Christian Azolan’s majestic exhibition ‘Little Black Girls’ graced the Fitzrovia Chapel for only a short time, but his artworks can now be viewed online. Described by the artist as a celebration of underrepresented black girls in art, the artist sets out to portray young black girls in the style of Goddesses and Queens from classical mythology and religious iconography. In this sense, they relate to the artworks of Lina Iris Viktor that are featured in ‘In the Black Fantastic’. Azolan combines photography with painting and gilding in a similar way to Viktor. Azolan is a British and London-based visual artist originally from the Seychelles.
He started working on the exhibition during lockdown and did a callout on Instagram to find the girls to be photographed for the series. With the ‘Little Black girls’ exhibition, Azolan set out to promote black representation by demonstrating the importance of ethnicity and raise awareness about the insecurity, discrimination and racism that black women often face.
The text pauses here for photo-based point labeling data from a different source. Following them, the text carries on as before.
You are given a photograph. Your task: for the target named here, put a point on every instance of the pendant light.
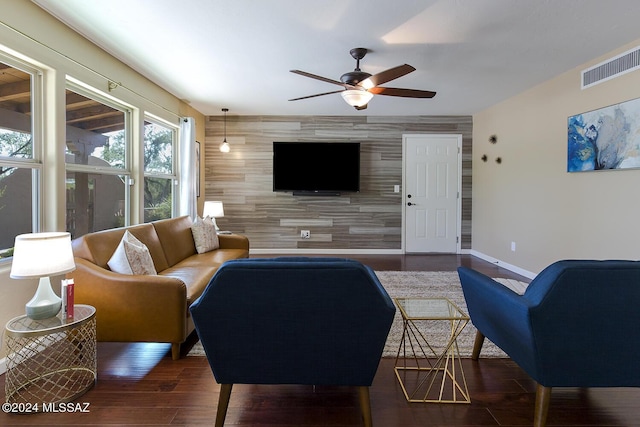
(224, 147)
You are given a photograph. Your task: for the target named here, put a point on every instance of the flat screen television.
(316, 168)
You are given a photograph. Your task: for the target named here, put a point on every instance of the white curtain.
(188, 201)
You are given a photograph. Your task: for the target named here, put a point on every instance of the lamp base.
(45, 303)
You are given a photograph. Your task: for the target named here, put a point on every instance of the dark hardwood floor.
(139, 384)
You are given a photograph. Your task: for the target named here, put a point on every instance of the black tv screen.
(316, 167)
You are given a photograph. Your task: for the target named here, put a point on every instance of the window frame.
(80, 88)
(175, 179)
(35, 163)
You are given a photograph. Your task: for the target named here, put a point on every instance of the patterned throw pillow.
(131, 257)
(204, 235)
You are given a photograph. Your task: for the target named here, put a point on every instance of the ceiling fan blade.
(404, 93)
(324, 79)
(319, 94)
(386, 76)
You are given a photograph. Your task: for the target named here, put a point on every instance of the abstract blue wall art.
(608, 138)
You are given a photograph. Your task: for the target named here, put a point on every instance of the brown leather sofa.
(148, 308)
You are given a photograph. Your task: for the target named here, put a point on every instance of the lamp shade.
(356, 98)
(214, 209)
(38, 255)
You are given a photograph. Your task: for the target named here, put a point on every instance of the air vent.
(611, 68)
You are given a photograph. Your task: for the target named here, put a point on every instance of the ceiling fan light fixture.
(356, 98)
(367, 84)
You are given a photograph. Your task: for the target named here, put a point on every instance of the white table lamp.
(40, 255)
(213, 209)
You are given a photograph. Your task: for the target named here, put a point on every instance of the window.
(159, 170)
(19, 161)
(98, 171)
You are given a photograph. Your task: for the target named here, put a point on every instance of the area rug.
(424, 284)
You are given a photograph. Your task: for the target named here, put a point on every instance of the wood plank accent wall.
(368, 221)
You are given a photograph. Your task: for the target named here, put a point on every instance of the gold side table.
(51, 360)
(431, 371)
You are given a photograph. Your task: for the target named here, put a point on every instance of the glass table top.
(23, 324)
(413, 308)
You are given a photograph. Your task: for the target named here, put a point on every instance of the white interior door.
(431, 190)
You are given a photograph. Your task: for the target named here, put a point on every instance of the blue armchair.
(293, 320)
(575, 326)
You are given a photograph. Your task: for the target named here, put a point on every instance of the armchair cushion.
(321, 321)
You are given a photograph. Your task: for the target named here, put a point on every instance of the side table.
(430, 370)
(51, 360)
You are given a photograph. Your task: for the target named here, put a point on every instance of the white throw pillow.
(204, 235)
(515, 285)
(131, 257)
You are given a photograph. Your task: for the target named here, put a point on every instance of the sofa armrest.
(233, 241)
(151, 308)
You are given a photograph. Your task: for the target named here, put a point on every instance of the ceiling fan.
(359, 86)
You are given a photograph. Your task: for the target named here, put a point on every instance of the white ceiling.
(237, 53)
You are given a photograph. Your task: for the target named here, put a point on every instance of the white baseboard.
(326, 251)
(502, 264)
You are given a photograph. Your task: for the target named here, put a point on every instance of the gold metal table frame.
(431, 372)
(51, 360)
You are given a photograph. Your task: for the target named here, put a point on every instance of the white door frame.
(404, 191)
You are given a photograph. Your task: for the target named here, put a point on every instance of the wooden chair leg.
(477, 345)
(543, 397)
(365, 405)
(175, 350)
(223, 404)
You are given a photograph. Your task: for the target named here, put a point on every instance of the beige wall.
(530, 199)
(27, 30)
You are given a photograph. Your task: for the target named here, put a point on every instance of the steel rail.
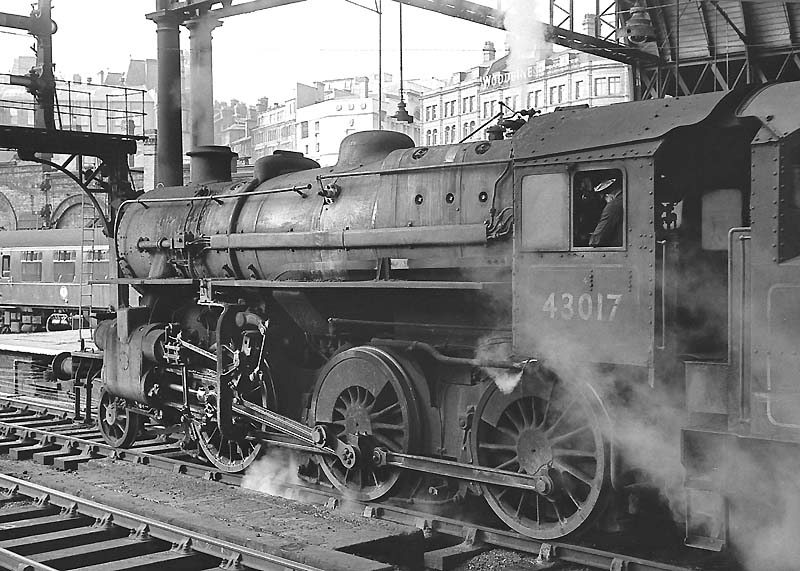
(228, 552)
(567, 552)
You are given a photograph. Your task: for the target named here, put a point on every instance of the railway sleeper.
(48, 457)
(27, 452)
(72, 462)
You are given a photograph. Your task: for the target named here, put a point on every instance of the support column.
(201, 79)
(169, 150)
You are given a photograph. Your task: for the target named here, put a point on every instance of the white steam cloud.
(272, 473)
(524, 22)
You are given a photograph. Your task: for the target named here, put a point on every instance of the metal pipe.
(448, 360)
(740, 348)
(335, 323)
(201, 80)
(663, 344)
(169, 149)
(403, 170)
(474, 234)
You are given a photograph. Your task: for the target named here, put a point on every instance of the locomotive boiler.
(428, 323)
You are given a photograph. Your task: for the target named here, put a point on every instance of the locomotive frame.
(359, 313)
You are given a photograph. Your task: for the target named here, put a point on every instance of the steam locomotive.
(430, 323)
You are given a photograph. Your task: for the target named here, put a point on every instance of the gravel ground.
(301, 531)
(245, 516)
(504, 560)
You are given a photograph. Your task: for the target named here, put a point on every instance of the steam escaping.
(272, 473)
(505, 380)
(498, 349)
(524, 22)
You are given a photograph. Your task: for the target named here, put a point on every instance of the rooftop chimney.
(489, 53)
(589, 21)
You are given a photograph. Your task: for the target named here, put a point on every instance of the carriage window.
(64, 265)
(545, 212)
(598, 209)
(31, 266)
(100, 267)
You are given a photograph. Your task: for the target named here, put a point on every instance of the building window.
(600, 86)
(31, 266)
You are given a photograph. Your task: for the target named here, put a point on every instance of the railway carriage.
(430, 323)
(40, 278)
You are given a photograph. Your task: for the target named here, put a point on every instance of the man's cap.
(605, 185)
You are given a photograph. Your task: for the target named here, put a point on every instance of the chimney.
(362, 88)
(489, 53)
(589, 21)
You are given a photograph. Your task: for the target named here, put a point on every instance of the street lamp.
(378, 9)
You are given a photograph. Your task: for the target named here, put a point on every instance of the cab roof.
(620, 124)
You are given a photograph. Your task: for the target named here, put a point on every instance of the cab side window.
(598, 209)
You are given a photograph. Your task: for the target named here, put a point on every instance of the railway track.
(51, 436)
(43, 529)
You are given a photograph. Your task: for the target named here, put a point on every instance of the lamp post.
(378, 9)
His portraits empower the girls and emphasise that they should be treated fairly, and not have to grow up in a world where the odds are stacked against them based on the colour of their skin.
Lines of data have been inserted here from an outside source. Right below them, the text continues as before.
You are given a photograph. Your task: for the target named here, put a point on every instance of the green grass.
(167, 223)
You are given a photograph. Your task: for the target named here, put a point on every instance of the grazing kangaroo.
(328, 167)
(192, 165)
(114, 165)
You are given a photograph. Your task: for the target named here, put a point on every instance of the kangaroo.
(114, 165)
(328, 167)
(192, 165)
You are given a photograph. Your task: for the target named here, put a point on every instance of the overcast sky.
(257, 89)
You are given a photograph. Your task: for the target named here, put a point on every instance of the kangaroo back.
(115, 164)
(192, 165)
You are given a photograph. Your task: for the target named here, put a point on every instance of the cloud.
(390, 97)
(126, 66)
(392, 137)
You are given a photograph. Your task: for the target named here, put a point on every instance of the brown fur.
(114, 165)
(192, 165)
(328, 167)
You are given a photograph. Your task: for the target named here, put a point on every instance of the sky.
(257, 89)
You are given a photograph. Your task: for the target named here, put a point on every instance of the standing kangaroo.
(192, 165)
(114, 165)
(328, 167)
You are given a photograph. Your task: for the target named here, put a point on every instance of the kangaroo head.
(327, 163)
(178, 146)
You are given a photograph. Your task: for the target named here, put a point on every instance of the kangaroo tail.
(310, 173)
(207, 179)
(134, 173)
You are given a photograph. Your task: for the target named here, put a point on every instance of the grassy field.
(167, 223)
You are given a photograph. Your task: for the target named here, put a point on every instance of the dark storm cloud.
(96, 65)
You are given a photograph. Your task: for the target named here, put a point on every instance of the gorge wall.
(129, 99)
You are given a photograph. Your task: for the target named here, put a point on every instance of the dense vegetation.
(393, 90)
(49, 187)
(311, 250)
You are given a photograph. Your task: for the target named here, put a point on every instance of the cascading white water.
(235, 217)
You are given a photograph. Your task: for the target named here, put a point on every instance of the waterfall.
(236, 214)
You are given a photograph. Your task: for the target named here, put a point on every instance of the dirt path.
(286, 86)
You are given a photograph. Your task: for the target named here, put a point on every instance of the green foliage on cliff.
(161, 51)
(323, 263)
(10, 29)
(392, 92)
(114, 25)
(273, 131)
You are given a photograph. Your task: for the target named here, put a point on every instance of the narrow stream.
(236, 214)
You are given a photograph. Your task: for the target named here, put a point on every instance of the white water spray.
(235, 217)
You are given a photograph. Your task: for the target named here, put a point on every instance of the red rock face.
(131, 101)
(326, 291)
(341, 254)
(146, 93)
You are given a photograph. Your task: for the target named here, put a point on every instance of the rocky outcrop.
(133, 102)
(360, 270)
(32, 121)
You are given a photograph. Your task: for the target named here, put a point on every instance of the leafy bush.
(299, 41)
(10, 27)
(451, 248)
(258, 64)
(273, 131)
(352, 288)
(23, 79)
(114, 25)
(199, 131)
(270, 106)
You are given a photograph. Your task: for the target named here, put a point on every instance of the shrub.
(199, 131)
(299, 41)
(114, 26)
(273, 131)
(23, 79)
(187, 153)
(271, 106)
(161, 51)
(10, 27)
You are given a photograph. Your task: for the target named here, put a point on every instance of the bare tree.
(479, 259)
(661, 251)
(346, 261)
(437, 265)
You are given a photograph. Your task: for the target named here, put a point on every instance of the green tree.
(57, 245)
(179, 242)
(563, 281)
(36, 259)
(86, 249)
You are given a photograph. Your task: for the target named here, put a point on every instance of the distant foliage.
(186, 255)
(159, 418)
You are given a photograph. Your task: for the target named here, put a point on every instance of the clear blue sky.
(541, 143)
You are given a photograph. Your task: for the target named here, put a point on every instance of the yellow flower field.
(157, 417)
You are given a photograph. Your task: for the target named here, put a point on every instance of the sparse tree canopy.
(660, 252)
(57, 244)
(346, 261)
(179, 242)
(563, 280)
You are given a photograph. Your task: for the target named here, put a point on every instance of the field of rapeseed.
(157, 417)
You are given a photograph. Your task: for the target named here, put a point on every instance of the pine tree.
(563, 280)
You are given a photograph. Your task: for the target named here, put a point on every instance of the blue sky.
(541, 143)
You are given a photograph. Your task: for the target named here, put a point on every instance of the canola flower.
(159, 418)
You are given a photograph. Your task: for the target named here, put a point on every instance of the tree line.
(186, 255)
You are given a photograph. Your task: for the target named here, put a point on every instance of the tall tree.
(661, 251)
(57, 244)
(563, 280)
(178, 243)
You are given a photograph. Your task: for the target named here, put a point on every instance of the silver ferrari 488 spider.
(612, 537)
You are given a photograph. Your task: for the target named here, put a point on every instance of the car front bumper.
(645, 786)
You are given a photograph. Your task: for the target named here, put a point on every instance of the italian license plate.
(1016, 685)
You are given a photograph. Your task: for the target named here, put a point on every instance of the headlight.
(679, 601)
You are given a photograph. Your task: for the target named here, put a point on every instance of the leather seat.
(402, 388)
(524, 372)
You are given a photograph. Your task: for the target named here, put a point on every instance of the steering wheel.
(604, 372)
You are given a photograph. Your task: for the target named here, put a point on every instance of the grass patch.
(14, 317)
“It’s a representation of black girls in art, in positions of power, posing as Royalty, so they look really strong. The images are saying ‘We can be Angels, we can be Royals, we can be all of those things. And that’s how the girls should see themselves. I wanted it to be a space where black figures are seen because when you look around at the stained-glass windows (of Fitzrovia Chapel), they’re all white faces. And that’s Ok, I can’t change the stained-glass windows. But I can be here representing these girls in a different light.”